St. Croix Watershed Research Station: 3 steps to clean water
Roots extend deep below this green field of Kernza, a perennial wheat being developed by the University of Minnesota. Thanks to features like deep roots, crops like Kernza protect water quality and improve soil health while providing an economic return for farmers.
Earlier this month, our friends at the St. Croix Watershed Research Station posted a compelling ‘Field Notes’ article highlighting three ways experts think Minnesota could make measurable progress on improving water quality in Minnesota.
The article summarizes the conclusions of a recent panel of leading agriculture and water quality experts (including FMR’s own Whitney Clark and Trevor Russell).

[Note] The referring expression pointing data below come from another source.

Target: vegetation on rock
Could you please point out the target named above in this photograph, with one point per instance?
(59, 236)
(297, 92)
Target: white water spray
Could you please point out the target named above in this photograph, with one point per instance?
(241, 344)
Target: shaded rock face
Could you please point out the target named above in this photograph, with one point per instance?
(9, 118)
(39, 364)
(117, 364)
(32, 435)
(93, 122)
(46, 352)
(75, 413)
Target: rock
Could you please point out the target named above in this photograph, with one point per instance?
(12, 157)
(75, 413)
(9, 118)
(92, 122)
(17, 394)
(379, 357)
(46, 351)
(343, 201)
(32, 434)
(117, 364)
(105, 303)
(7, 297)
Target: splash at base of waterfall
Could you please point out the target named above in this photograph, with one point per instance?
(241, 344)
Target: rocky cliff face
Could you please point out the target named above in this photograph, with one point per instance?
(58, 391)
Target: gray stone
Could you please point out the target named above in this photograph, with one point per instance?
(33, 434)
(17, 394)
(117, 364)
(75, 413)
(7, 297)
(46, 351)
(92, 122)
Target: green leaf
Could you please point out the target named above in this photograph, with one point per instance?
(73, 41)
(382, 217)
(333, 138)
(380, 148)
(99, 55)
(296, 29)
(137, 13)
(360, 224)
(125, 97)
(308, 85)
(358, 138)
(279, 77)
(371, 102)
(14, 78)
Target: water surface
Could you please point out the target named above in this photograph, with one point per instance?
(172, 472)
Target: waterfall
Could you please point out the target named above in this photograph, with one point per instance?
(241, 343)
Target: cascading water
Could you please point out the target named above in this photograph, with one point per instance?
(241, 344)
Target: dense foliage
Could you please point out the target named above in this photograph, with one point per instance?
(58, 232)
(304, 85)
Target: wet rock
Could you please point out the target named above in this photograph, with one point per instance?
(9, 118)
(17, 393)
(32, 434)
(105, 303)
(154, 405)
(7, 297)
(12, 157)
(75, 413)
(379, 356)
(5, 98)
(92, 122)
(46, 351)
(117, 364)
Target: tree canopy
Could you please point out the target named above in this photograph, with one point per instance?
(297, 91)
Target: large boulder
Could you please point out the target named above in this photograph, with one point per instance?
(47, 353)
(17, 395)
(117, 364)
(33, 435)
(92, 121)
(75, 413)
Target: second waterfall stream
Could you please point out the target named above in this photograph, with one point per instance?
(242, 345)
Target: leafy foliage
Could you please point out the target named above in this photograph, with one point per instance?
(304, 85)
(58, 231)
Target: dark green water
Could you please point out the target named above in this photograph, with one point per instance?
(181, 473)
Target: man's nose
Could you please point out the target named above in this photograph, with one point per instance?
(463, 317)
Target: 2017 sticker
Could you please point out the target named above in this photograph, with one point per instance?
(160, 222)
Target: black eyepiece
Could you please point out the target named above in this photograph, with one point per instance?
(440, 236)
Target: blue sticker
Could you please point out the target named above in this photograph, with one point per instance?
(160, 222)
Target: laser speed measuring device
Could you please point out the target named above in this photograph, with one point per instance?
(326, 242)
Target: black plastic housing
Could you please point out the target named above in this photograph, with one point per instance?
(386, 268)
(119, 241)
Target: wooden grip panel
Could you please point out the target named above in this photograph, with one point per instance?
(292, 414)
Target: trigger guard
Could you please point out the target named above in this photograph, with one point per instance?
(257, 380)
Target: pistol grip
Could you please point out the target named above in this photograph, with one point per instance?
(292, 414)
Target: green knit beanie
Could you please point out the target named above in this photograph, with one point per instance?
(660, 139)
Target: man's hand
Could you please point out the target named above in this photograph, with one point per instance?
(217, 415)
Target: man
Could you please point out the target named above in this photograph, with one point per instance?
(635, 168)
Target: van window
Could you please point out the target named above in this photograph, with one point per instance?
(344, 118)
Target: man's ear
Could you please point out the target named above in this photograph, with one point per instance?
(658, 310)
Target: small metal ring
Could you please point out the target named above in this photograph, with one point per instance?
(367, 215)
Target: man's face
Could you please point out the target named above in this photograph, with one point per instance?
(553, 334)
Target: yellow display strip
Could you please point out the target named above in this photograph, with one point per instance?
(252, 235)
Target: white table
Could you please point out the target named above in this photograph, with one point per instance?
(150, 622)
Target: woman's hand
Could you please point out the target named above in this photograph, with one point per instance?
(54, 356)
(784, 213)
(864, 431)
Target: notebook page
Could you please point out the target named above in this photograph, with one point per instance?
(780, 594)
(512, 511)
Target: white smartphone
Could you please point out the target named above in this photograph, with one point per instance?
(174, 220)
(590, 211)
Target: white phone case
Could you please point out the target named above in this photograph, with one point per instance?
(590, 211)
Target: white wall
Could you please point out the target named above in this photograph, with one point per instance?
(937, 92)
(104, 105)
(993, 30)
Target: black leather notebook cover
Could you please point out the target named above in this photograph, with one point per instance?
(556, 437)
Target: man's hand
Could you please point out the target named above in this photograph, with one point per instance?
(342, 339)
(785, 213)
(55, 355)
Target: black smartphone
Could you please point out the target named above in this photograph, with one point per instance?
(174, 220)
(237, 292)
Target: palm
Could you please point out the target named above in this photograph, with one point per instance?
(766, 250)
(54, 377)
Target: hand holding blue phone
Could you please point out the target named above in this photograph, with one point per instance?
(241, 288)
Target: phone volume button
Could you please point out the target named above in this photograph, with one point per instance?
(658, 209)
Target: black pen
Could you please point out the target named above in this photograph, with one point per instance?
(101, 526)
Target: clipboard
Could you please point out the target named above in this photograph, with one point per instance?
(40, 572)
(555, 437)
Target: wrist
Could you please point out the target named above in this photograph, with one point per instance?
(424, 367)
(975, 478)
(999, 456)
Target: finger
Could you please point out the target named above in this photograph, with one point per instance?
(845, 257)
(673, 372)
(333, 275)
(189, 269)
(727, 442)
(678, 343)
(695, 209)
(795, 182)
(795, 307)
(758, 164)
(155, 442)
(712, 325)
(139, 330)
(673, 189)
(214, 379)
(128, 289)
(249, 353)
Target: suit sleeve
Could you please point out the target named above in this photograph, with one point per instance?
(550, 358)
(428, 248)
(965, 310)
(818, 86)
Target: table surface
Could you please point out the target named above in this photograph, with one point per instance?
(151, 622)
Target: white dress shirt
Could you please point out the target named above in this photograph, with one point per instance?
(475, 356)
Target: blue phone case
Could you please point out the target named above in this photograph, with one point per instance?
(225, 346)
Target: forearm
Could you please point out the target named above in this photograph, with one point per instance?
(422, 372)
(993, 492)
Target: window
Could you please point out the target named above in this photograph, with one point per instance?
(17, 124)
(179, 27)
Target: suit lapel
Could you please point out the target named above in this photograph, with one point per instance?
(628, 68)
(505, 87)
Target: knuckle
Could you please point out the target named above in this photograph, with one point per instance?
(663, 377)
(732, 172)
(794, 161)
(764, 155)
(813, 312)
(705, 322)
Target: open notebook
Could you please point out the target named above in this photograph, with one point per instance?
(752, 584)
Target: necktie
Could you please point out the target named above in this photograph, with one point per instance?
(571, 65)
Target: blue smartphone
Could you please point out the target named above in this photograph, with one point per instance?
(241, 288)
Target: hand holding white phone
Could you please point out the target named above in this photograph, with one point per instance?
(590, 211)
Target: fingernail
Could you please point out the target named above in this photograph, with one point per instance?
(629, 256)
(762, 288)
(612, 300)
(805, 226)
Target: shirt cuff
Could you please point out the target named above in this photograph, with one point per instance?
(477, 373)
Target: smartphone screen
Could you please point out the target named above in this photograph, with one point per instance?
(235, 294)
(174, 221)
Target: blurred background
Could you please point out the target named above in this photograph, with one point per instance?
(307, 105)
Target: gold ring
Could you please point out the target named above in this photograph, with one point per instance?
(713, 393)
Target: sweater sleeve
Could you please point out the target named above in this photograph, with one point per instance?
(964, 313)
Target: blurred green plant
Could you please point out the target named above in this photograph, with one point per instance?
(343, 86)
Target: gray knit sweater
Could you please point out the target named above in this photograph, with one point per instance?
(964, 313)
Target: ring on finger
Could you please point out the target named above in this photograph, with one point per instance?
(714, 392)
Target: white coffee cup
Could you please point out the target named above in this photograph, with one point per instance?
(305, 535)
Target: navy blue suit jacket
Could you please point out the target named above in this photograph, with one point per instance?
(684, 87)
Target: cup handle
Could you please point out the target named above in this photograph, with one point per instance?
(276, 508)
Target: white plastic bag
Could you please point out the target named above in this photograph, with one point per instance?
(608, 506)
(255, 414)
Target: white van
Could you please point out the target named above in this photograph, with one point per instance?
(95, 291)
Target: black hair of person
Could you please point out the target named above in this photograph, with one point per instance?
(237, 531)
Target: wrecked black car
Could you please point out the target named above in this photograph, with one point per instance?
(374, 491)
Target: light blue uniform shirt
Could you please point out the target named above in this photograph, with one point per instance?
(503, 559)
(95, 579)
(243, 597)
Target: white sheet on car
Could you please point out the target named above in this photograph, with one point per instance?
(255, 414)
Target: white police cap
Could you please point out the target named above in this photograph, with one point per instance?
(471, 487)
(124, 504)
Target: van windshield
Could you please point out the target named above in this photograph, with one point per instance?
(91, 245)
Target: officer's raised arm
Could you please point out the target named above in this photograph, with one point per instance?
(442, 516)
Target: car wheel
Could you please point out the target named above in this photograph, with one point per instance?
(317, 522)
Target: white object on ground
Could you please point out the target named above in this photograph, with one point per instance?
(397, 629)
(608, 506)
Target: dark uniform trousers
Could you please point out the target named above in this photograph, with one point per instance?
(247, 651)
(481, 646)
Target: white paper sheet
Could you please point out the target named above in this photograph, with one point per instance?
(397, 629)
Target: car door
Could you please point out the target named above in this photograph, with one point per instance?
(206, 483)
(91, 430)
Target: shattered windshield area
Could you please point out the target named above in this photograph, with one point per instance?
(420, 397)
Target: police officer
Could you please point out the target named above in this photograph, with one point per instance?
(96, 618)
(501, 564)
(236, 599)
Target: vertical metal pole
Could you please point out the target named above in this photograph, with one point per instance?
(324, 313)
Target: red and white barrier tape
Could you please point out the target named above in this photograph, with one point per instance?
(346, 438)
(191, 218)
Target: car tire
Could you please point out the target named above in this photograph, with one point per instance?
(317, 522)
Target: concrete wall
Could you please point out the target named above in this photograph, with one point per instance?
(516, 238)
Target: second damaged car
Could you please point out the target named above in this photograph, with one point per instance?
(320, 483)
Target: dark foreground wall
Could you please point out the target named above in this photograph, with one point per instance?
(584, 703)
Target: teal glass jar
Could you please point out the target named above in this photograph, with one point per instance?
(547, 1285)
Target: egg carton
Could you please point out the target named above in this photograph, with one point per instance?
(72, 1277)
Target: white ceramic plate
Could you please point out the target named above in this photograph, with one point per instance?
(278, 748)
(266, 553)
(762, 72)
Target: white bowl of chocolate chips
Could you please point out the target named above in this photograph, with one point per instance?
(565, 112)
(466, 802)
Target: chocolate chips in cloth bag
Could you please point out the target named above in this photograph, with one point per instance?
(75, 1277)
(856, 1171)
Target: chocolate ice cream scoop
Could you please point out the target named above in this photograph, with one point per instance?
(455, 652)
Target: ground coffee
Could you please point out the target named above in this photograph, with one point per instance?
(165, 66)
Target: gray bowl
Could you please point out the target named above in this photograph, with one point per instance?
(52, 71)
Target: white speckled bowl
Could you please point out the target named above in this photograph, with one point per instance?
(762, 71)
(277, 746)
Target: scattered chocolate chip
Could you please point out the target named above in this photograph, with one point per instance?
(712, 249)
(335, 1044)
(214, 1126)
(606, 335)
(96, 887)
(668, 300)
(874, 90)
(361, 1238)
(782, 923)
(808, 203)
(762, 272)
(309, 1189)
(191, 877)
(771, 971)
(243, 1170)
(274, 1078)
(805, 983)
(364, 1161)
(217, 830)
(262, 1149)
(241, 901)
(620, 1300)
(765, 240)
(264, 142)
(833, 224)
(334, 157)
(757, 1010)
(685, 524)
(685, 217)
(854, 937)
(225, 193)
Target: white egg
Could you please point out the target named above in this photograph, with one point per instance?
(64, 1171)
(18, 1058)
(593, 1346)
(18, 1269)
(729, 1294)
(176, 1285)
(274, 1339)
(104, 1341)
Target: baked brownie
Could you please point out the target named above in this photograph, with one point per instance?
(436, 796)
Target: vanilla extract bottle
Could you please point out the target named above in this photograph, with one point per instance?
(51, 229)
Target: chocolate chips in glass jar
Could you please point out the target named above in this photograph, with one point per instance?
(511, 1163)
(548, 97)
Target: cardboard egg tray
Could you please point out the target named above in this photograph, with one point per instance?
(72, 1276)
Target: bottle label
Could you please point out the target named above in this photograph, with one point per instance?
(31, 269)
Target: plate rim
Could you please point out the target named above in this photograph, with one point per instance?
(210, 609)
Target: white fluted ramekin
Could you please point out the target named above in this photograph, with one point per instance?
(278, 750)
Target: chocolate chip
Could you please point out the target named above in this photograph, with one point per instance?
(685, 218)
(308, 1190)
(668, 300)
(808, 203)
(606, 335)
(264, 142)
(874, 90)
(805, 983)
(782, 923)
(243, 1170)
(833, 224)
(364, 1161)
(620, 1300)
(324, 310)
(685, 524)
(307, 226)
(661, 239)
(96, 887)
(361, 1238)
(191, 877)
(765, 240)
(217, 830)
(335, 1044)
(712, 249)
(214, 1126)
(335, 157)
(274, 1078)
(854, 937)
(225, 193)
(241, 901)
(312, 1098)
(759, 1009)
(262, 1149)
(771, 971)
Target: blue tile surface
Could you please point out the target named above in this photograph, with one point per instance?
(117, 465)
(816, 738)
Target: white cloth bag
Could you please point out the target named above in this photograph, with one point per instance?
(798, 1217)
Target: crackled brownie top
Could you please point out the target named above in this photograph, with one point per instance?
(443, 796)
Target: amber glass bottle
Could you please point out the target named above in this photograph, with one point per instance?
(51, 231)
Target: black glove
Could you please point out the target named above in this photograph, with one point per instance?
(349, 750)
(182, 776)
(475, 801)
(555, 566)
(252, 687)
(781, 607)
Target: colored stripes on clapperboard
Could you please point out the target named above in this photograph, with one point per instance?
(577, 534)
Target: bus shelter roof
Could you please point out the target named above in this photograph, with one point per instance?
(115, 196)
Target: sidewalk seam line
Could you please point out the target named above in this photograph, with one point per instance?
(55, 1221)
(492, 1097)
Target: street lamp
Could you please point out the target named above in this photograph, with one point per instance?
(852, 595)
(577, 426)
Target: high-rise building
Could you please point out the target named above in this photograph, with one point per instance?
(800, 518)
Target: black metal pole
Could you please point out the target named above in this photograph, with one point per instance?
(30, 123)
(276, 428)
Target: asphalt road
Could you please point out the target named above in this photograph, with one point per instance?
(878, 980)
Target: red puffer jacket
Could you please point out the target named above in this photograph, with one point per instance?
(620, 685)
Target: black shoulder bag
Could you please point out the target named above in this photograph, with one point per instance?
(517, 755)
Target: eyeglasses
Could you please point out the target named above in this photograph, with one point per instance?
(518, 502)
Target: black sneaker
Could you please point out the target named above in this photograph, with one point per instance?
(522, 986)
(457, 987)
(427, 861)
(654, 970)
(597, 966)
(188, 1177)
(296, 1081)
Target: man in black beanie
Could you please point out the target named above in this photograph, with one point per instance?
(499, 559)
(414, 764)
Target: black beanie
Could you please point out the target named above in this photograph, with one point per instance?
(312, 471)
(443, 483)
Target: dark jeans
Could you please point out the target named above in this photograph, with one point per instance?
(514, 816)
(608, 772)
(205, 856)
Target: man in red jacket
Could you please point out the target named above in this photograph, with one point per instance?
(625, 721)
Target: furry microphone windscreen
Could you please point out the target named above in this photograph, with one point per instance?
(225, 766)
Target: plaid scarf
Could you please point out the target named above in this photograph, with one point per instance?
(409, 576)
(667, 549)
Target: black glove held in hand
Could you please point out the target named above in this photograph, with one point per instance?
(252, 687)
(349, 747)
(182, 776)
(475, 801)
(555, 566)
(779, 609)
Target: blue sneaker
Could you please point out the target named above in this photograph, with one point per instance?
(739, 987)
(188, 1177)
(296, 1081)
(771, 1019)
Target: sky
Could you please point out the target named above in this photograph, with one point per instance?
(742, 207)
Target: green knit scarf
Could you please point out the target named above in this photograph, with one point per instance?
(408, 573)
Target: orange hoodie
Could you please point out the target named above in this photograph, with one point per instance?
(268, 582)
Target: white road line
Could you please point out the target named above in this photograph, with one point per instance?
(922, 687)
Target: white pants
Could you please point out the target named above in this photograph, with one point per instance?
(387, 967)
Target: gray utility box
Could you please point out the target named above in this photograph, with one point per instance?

The panel’s conclusions formed the basis of a unique report to Minnesota Governor Mark Dayton and his administration. That report – “Moving the Needle: Improving Water Quality in Minnesota While Developing Our Agricultural Economy” – identified three primary approaches to reducing agricultural runoff to Minnesota’s surface waters and groundwater:
- Diversify our crop portfolio: Convert a minimum of 10 percent of land currently planted with corn and soybeans to profitable perennial crops.
- Slow down runoff: Hold runoff back using perennial crops, wetlands, and managing agricultural drainage systems.
- Make the solutions pay: Develop new agricultural markets and economic incentives to fund systemic changes.
These changes, once adopted, will greatly improve water quality and environmental health in Minnesota while creating a more diverse and resilient agricultural economy.